Bir bu eksikti..
Finansal piyasalarda gerginliğin arttığı dönemlerde bizim gibi ülkelere gelen net sermaye (net dış borç) miktarında azalma oluyor. Gerginlik artarsa bu azalma şiddetleniyor; giren sermaye, çıkan sermayenin altına düşebiliyor. Böyle bir durum hemen kendini faiz ve kur yükselişi olarak gösteriyor. Arkasından da yurtiçinde açılan kredi miktarı uzun dönemli eğiliminin altına düşüyor.
Dolayısıyla, hem yurtdışından doğrudan borçlanma olanaklarının azalması hem yurtiçi kredi arzının artış hızındaki düşüş hem de faiz oranındaki yükseliş özel yatırım harcamalarını ve dayanıklı tüketim mallarına yapılan harcamaları olumsuz etkiliyor; büyüme oranı düşüyor. Kur artışı da, özellikle döviz cinsinden açık pozisyonu olan şirketleri olumsuz etkiliyor. Bu olgunun da büyümeyi olumsuz etkilediğine dair gözlemler var.

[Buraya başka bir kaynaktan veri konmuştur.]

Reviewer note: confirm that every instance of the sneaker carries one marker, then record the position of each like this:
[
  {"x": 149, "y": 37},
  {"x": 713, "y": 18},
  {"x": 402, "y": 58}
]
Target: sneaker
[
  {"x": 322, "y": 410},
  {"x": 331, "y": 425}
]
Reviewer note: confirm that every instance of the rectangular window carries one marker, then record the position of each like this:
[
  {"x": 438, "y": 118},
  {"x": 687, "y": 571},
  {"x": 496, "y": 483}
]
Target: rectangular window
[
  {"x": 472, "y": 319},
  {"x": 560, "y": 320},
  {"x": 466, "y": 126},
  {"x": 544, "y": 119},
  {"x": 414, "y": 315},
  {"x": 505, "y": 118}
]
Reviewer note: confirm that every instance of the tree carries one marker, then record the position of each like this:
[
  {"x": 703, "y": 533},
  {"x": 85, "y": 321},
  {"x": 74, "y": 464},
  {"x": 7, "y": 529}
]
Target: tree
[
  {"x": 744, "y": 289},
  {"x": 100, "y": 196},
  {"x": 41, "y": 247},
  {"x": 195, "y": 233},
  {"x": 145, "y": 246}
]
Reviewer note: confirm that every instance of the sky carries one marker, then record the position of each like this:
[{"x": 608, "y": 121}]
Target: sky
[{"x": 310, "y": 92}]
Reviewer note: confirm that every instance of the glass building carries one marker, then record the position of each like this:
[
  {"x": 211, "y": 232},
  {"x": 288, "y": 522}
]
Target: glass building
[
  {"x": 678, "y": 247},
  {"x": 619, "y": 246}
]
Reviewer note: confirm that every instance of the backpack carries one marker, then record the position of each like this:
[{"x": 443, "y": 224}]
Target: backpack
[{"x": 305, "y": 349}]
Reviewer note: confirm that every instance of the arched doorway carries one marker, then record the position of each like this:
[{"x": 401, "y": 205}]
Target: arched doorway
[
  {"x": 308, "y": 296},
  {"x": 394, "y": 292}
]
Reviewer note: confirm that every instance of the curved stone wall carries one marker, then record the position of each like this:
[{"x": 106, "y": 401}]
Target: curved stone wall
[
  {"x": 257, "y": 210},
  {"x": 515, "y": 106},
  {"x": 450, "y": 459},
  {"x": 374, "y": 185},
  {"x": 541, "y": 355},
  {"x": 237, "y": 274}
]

Büyüme oranındaki düşüş elbette finansal gerginlikler başlar başlamaz ortaya çıkmıyor. Bir süre sonra kendini hissettiriyor. Öte yandan, bu süre zarfında kamu kesimi harcamalarını artırırsa, büyüme oranındaki düşüşü törpüleyebiliyor.
Mayıs ayının sonlarından itibaren böyle bir finansal gerginlik ortamında yaşıyoruz. Zaman zaman azalsa da yılın ilk ayları ile karşılaştırıldığında gerginliğin ortalama dozunun oldukça yüksek olduğu aşikâr. Buna bir de ABD’de demokratlarla cumhuriyetçilerin bitmek bilmez tepişmesi eklendi son günlerde.
Cumhuriyetçilerin azımsanmayacak bir kısmının ‘vergi her kötülüğün anasıdır’ biçiminde özetlenebilecek saplantıları, ABD Temsilciler Meclisi’ndeki çoğunluğa sahip olmaları ile birleştiğinde, ABD’de kamu harcamalarının kısılması tehdidi yaratıyor. Özellikle, sosyal içerikli kamu harcamalarının ‘başkalarının parası’ ile finanse edilmesine alerjileri var bu kesimin.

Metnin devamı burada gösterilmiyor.